Given Clippard’s workload, how long can he keep it going?

VIERA, Fla. - The Nationals head back to the Orlando area today to face the Braves for the second time in three days. Only this time, they do so at night.

The two National League East rivals are scheduled to square off at 6:05 p.m. tonight, although heavy rain is in the forecast for today. We’ll have to see whether that affects Jordan Zimmermann’s second scheduled start of spring.

Ross Ohlendorf is set to follow Zimmermann to the mound and make his first spring training appearance today after dealing with tightness in his side and having one of the fingers on his throwing hand split open over the first three weeks of camp. It hasn’t been the smoothest of springs for the veteran righty.

Also scheduled to throw today against the Braves are left-handers Xavier Cedeno and Felipe Rivero, and right-handers Blake Treinen, Manny Delcarmen and Aaron Barrett.

clippard-throwing-hard-white-sidebar.jpgYesterday marked reliever Tyler Clippard’s first spring training appearance this year, and he worked a scoreless inning, pitching around a groundball double to start the frame.

We won’t see a ton of Clippard this spring, as he’s told pitching coach Steve McCatty and manager Matt Williams that he only feels he needs about 10 innings during Grapefruit League action in order to be ready for the start of the season. Clippard is expected to be given a heavy workload again this season as the Nats’ versatile, dependable set-up man, and neither he nor the Nationals feel that it’s necessary to have him expend too much energy in spring training when the games don’t matter.

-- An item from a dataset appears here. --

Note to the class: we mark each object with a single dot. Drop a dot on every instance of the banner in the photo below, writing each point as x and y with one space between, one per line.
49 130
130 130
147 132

The question that always seems to get brought up when people talk about Clippard and his regular season usage is how much longer he can continue to handle the type of innings that he has the last four years.

Since 2010, Clippard has appeared in a whopping 296 games for the Nationals, second-most of any pitcher in the majors in that span behind only the Rockies’ Matt Belisle. When it comes to innings pitched among relievers over the last four seasons, Clippard tops the list, throwing 323 innings. Outside of Belisle (who has worked 317 innings since 2010), no other reliever is within 43 total innings of Clippard in that four-year period.

Clippard has remained remarkably effective during this span, even as the innings have added up. He’s averaged a 2.73 ERA the last four seasons, striking out 10.4 batters per nine innings and putting up a 3.11-to-1 strikeout to walk ratio. Last season, Clippard allowed just 37 hits in 71 innings of work, a truly remarkable statistic.

But here’s that question again: how much longer can this continue, given the toll that all this work must put on Clippard’s right arm?

Clippard said after yesterday’s spring debut that his arm actually feels better than it has at this point in the year in a long time. He stays in great shape during the offseason and says he’s learned how to cater his workout plan to avoid things that might irritate his arm.

The workload hasn’t negatively affected Clippard to this point, although he’s aware that won’t always be the case.

“I know that I’m not going to be able to do it forever,” Clippard said. “That’s just the nature of the game, but I feel like I work pretty hard in the offseason to maintain what I’ve done in the past. I know what’s expected of me, and I want to be able to do that year in and year out. Because there’s nothing better than giving the team what they expect from you each and every year.

“Basically (it’s) consistency, and that’s what I try hard to give the Nationals. That’s what the offseason’s for, and continue to work hard during the year so I can maintain that.”

It could certainly be argued that Clippard is one of the more valuable members of the Nationals’ roster. He’s had minor blips along the way over the last four seasons, as any player does, but has remained remarkably consistent and has served as a valuable bridge to the ninth inning, holding tight leads or keeping the Nats in close games. His ability to close games, as well, gives Williams a nice fallback option should Rafael Soriano falter or suffer an injury.

The Nats need Clippard to stay healthy and effective, and so far, he’s shown no signs of slowing down. He and the Nats certainly hope that continues for a while.